ABSTRACT

The theory of the evolutionary learning organization carries with it rationalist premises as well as behavioural aspects of decision-making that are increasingly becoming the centrepiece of organizational decision-making. This has a significant impact on social preference formation. Indeed, organizational behaviour in such an ethico-economic connotation is the carrier of conscious attributes and consequences in the social spectrum where markets, institutions, and behaviour interact. In this chapter, we will study a special kind of a model of interaction that is different from many conventional models. The primary difference is caused by the endogenous nature of preferences, decision-making, policies and programmes in the ethico-economic frame of conscious decisions.
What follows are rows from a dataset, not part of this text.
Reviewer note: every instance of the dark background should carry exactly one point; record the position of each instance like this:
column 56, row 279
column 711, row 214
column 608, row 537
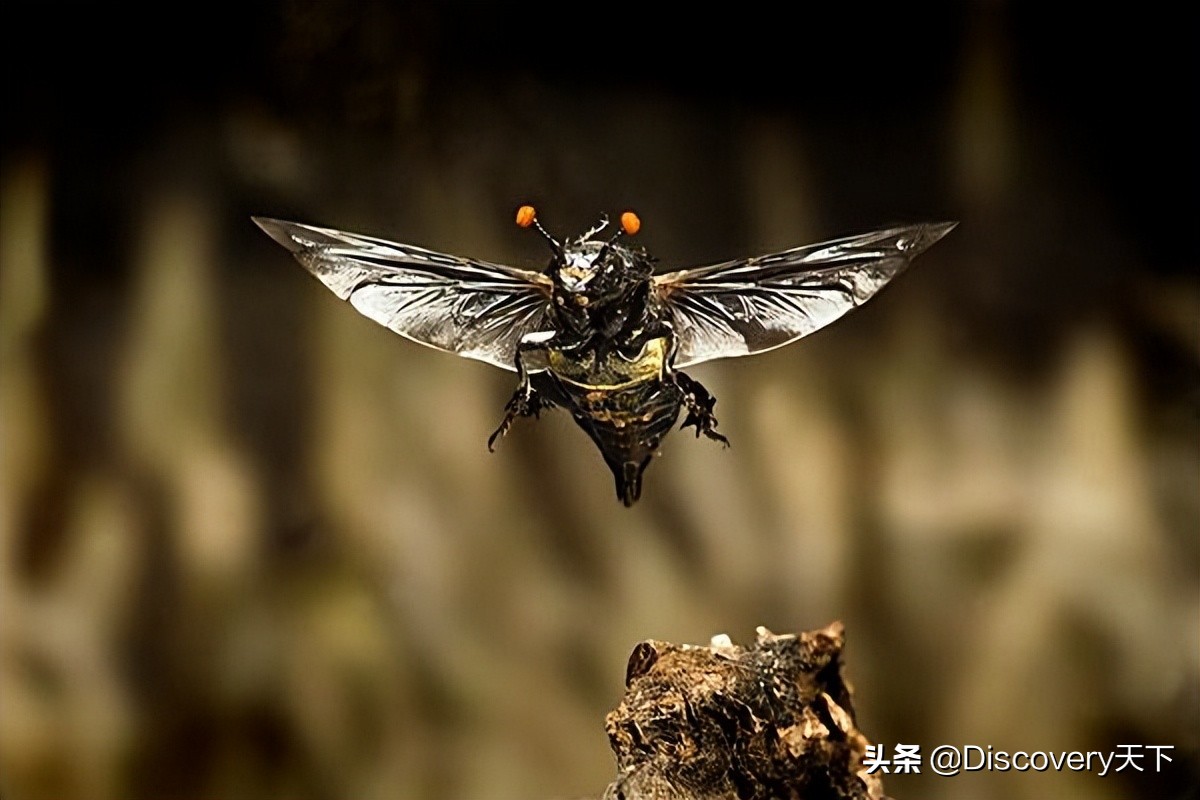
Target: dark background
column 253, row 545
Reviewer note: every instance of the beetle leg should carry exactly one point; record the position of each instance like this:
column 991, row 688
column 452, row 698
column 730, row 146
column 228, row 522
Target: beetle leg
column 700, row 408
column 525, row 401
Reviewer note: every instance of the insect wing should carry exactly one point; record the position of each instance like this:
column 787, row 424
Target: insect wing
column 759, row 304
column 462, row 306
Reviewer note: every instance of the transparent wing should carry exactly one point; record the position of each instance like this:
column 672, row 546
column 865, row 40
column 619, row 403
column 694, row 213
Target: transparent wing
column 760, row 304
column 472, row 308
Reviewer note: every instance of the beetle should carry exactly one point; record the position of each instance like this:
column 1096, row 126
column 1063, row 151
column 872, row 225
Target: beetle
column 598, row 332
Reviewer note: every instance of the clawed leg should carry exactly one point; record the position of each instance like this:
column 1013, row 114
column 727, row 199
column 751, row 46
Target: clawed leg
column 700, row 408
column 525, row 402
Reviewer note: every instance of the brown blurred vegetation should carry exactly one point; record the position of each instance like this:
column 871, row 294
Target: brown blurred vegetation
column 253, row 546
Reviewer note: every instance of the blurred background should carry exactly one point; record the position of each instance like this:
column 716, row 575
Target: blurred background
column 253, row 546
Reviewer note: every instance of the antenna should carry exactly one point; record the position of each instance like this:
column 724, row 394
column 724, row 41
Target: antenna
column 527, row 216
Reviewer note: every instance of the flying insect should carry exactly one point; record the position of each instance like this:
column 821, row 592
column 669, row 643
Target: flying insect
column 598, row 332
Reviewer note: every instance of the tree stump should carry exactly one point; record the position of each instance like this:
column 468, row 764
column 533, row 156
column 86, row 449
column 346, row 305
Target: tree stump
column 721, row 721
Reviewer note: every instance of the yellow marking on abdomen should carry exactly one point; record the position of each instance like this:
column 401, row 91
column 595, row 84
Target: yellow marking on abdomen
column 615, row 372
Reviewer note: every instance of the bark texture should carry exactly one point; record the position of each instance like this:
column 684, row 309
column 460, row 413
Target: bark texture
column 773, row 720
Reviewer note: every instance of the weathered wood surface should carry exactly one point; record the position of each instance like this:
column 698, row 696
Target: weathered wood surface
column 773, row 720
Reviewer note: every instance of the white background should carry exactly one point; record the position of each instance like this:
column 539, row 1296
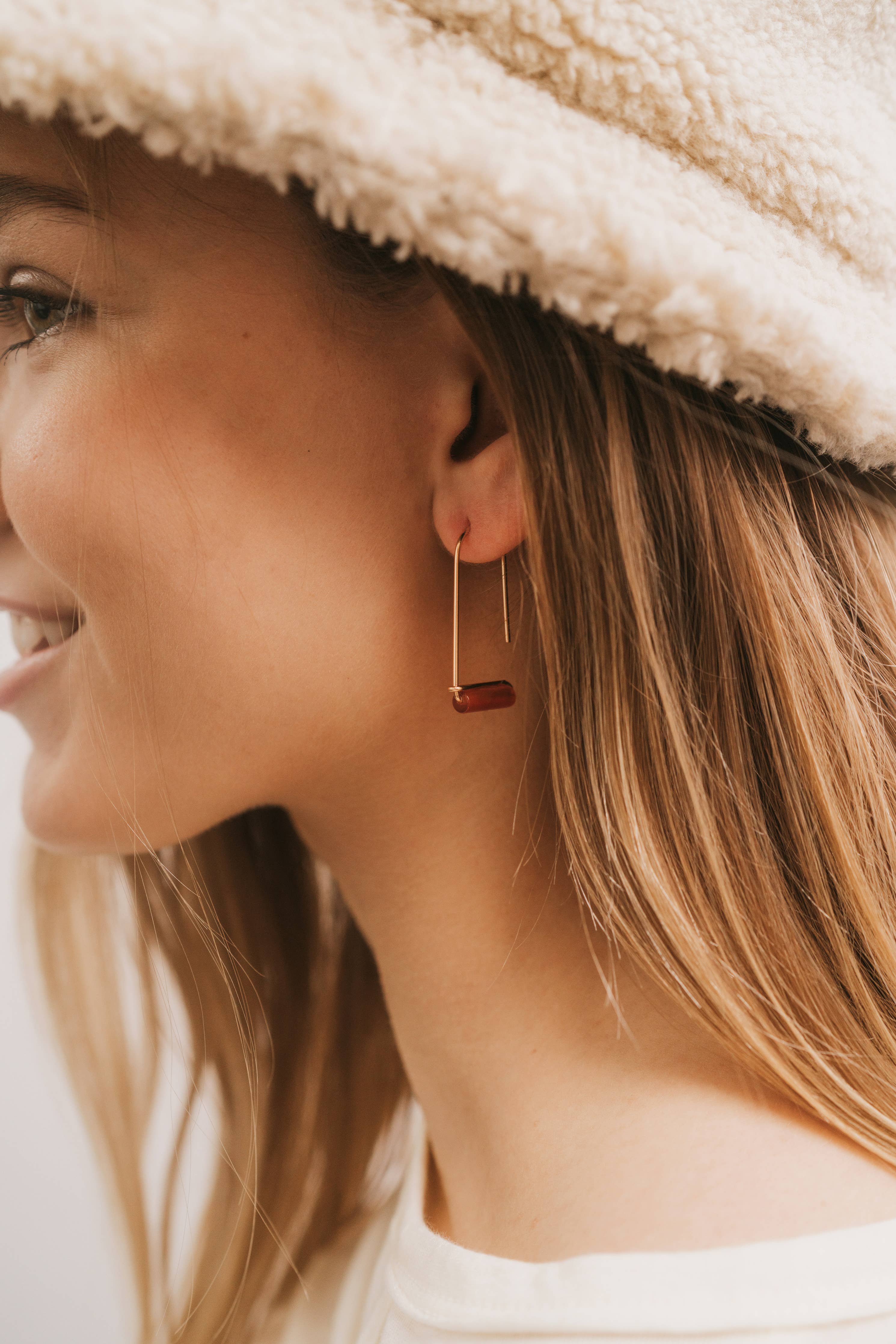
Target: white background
column 60, row 1272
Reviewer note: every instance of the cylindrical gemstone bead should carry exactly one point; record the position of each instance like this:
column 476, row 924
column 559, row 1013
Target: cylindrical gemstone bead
column 484, row 695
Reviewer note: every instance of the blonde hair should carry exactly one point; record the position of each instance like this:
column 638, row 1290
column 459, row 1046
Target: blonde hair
column 717, row 615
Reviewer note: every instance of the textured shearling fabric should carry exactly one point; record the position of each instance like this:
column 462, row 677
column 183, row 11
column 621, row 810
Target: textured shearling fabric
column 711, row 179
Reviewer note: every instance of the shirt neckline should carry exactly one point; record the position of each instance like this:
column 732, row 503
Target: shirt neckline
column 829, row 1277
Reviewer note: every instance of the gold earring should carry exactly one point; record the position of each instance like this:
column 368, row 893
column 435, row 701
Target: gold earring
column 482, row 695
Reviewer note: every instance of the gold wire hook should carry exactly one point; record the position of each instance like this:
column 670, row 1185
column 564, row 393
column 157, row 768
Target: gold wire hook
column 480, row 695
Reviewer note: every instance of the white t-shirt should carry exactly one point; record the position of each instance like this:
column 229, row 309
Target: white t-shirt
column 402, row 1284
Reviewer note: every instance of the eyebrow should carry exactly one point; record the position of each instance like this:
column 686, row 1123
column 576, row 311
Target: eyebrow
column 23, row 195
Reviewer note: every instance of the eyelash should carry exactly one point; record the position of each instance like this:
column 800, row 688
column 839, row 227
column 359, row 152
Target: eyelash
column 11, row 315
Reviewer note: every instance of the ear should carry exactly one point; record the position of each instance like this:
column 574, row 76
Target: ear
column 479, row 487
Thus, while economic rationality is still the basis for formulating such organizational behaviour, ethics is either considered exogenously or is explained under the same postulates of economic rationality, although bounded by a constrained set of full information. In this chapter, evolutionary organizational decision-making is explained as the process of interaction leading to integration, and thereby to the incessant processual reproduction of knowledge as consciousness in order to establish stronger ethico-economic organizations as social systems. This involves serious theoretical formalism belonging to behavioural aspects of organizations, institutions and moral social reconstruction. Thus, the goal of a technical meaning of wellbeing is studied. The structure and function of these entities in ethico-economic decision-making are explained.